A narrative trapped between elite pseudo optimism and hard realities of citizens
By Elijah Kisembo
Africa is not one country. It is a collection of many countries. A good defence put forward when one writes a story about the continent that is deemed damaging and retrogressive by the political elites that have the power of counter media. They demand the continent not to be generalised. They remind everyone of the world full of catastrophes and bad stories. The problems of the world are not exclusive to Africa. That is true. The question is; who should tell the African story?
The story of the continent has two dominant narratives, that is, the narrative of the political elites, and that of the ordinary citizens. Unfortunately, the story of the ordinary citizens is a silent story, mainly highlighted if it is in the interests of the political elites. The elites with privilege of power tell an African story full of pseudo optimism that is always eroded with the realities of the day.

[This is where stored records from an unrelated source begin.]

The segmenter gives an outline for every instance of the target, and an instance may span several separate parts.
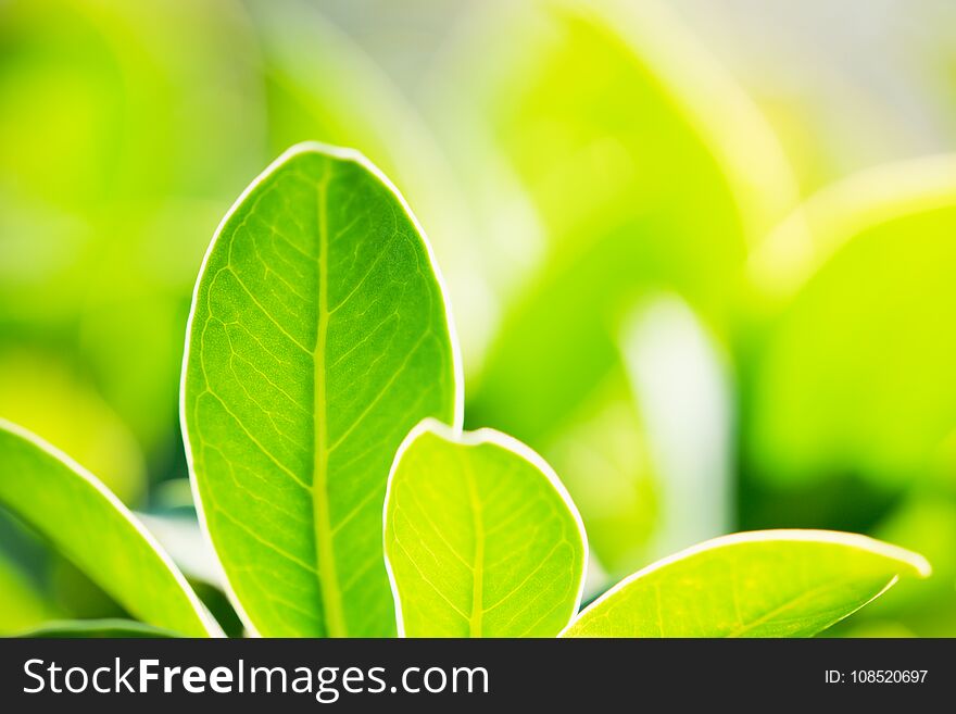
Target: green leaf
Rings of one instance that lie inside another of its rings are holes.
[[[439,145],[389,75],[309,0],[247,0],[261,43],[269,147],[361,147],[415,206],[455,306],[465,354],[481,338],[489,296],[481,241]],[[469,197],[470,198],[470,197]]]
[[[123,503],[142,498],[147,474],[139,444],[68,359],[0,350],[0,417],[55,443]]]
[[[65,454],[2,419],[0,504],[131,615],[192,637],[218,634],[169,558],[111,491]]]
[[[565,637],[809,637],[853,614],[921,555],[865,536],[765,530],[716,538],[626,578]]]
[[[544,461],[433,419],[389,476],[386,556],[405,637],[554,637],[581,602],[587,536]]]
[[[30,639],[64,638],[168,638],[181,637],[172,630],[152,627],[131,619],[64,619],[45,623],[15,637]]]
[[[461,418],[430,250],[361,154],[300,145],[224,220],[197,283],[183,423],[213,544],[249,629],[390,636],[389,466]]]
[[[516,174],[540,230],[524,230],[538,242],[513,239],[507,260],[495,262],[537,259],[527,261],[524,283],[515,280],[468,391],[468,422],[513,434],[555,464],[595,554],[629,572],[641,530],[605,538],[598,529],[636,524],[634,494],[665,475],[640,463],[618,467],[611,439],[592,440],[596,468],[573,471],[563,454],[580,451],[577,435],[595,413],[633,401],[618,337],[636,302],[676,292],[721,336],[746,253],[792,209],[795,181],[763,117],[666,8],[478,4],[505,14],[478,25],[485,33],[468,49],[479,61],[446,85]],[[475,52],[492,43],[495,52]],[[471,141],[476,131],[460,134]],[[490,153],[475,152],[479,162]],[[651,442],[656,435],[630,439],[662,450]],[[612,489],[625,497],[608,501]],[[602,502],[594,516],[589,504]]]
[[[58,614],[48,597],[0,552],[0,636],[35,627]]]
[[[719,315],[749,246],[796,192],[763,117],[665,12],[500,4],[496,51],[478,55],[496,74],[457,85],[481,101],[545,247],[468,413],[537,448],[615,368],[634,298],[670,288]]]
[[[810,198],[751,261],[746,453],[765,483],[926,475],[956,429],[956,158]]]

In the recent past, the story of the continent has been marked by enthusiastic pronouncements of “Africa is raising”. A story partly aimed at rehabilitating the political, socio and economic image of the continent. For example, on December 3, 2011, at the peak of the Africa is raising narrative that started in early 2000, the Economist published a story that summarised the hopeful continent: “Africa’s enthusiasm for technology is boosting growth. It has more than 600m mobile-phone users—more than America or Europe. Since roads are generally dreadful, advances in communications, with mobile banking and telephonic agro-info, have been a huge boon. Around a tenth of Africa’s land mass is covered by mobile-internet services—a higher proportion than in India. The health of many millions of Africans has also improved, thanks in part to the wider distribution of mosquito nets and the gradual easing of the ravages of HIV/AIDS. Skills are improving: productivity is growing by nearly 3% a year, compared with 2.3% in America. All this is happening partly because Africa is at last getting a taste of peace and decent government”.

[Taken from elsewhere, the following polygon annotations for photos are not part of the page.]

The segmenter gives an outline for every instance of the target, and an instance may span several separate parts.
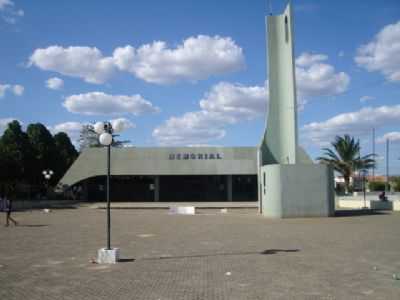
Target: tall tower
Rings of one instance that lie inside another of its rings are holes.
[[[313,164],[298,147],[293,17],[268,16],[269,106],[260,145],[261,212],[273,218],[322,217],[334,212],[333,171]]]
[[[283,14],[266,18],[269,110],[262,143],[263,165],[295,164],[298,160],[292,20],[290,4]]]

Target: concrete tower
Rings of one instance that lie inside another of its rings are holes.
[[[263,215],[322,217],[334,213],[333,171],[313,164],[298,146],[293,18],[290,3],[267,17],[269,106],[260,145],[260,199]]]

This is a great narrative told about Africa. It can even be treasonous for one to think otherwise. It is a narrative of a hopeful continent. Defensible statistical figures back up the story of a rising continent. Intellectual machinery is lined-up to tell and defend the story of a rising continent.
However, a true and complete story is that story that ordinary citizens can relate to beyond the statistical figures. For example, according to the world employment outlook 2016 by the International Labour Organisation, 2016, in Northern Africa, the incidence of unemployment among youth in the region was expected to remain elevated at 29.3 per cent in 2016, representing the second highest rate across all regions. In Sub-Saharan Africa, the youth unemployment rate was expected to continue on its downward trajectory, which began in 2012, reaching 10.9 per cent in 2016. A youthful population is on a move: economic migrants. The continent is inhabitable for them. In some countries, the quality of life is worse than it was at independence. A sense of powerlessness is evident in conversations with ordinary citizens. There are not conversations of a rising continent. Famine still affects a number of countries. The challenges faced by the populations in South Sudan, Libya, Somalia, Eretria, Zimbabwe, Democratic Republic of Congo, Central African Republic, Mali, Chad, and Burundi among others make the story of a rising continent far from reach .
Optimism is good, but it should be anchored in truthfulness, realism and progressive engagement aimed at changing the bad stories on the continent about the continent. This story would be of good governance, democracy and citizen-centered leadership.